The Effect of Hepatitis C on Progression to AIDS in the Pre- and Post-HAART Eras

The aim of the current study was to assess the effect of infection with hepatitis C virus (HCV) on the progression of HIV disease, before and after the introduction of HAART.

The investigators used data from a multi-center prospective study of HIV seroconverters. Survival analyses were performed to compare the progression to AIDS by HCV serostatus in the period before HAART (i.e. June 1991-May 1996) and in the HAART era (i.e. June 1996-June 2001), controlling for duration of HIV infection.

Results

Among the 1052 persons enrolled, 595 (56.6%) were co-infected; the median follow-up time was 9.7 years.

Adjusting for demographic variables (age at HIV seroconversion and gender), HCV infection had no effect on the progression to AIDS in the pre-HAART era, whereas it increased the risk in the HAART era.
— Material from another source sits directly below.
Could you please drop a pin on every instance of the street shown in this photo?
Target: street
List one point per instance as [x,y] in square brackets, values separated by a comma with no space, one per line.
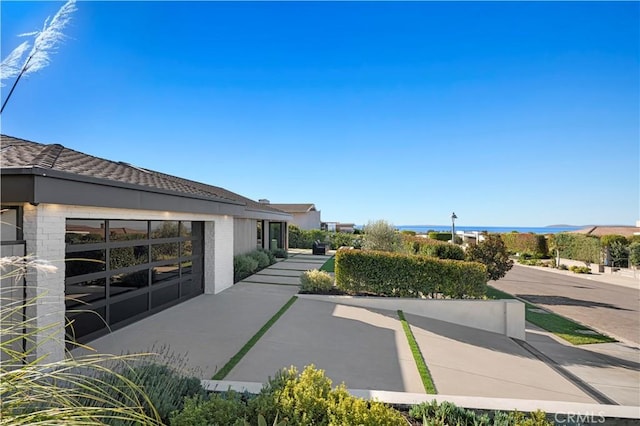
[610,309]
In the HAART era, the proportion of person-time spent on HAART out of the total time at risk was significantly lower among co-infected persons (30 versus 40% for non-co-infected persons; P-value = 0.001).

No significant difference was found for dual-therapy (29 versus 25%, respectively; P-value = 0.205). A significant difference was found for mono-therapy (15 versus 8%, respectively; P-value < 0.001).

Conclusions

The authors conclude, “HCV infection was not a determinant of HIV disease progression in the pre-HAART era, whereas since the introduction of HAART, co-infected individuals seem to have had a faster disease progression. This may in part be explained by differences in person-time spent on different antiretroviral regimens.”

Discussion

“To the best of our knowledge,” note the authors, “this is the first study to consider the duration of HIV infection in evaluating the effect of HIV-HCV co-infection on HIV disease progression, allowing an unbiased comparison of co-infected and non-co-infected individuals to be performed before and after the introduction of HAART.

“When comparing disease progression in the two groups, we found an effect of calendar period, which, as in other studies, was used as a surrogate of the use of HAART. Whereas we found no association between co-infection and disease progression before HAART, we did observe an association in the HAART era.

The results obtained in the HAART era are conflicting. In two European studies, the probability of progressing to AIDS was significantly higher for co-infected persons, although only persons undergoing HAART were considered and neither study was able to totally attribute the increased probability of progressing to AIDS to a reduced responsiveness to HAART.

These results are in contrast with those of Sulkowsky et al., who found no difference in the risk of death or of developing AIDS when comparing co-infected and non-co-infected persons in the HAART era.

In conclusion, the authors write, “The results of this study confirm that HCV was not a determinant of progression of HIV disease in the pre-HAART era. However, co-infection appears to have had an effect since the introduction of HAART, although it remains to be determined whether this effect is directly due to HCV co-infection (i.e. a different response to HAART) or to differences in HAART use.”

12/08/04

Reference
M Dorrucci and others (and the Italian HIV Seroconversion Study). The effect of hepatitis C on progression to AIDS before and after highly active antiretroviral therapy. AIDS 18(17): 2313-2318, November 19, 2004.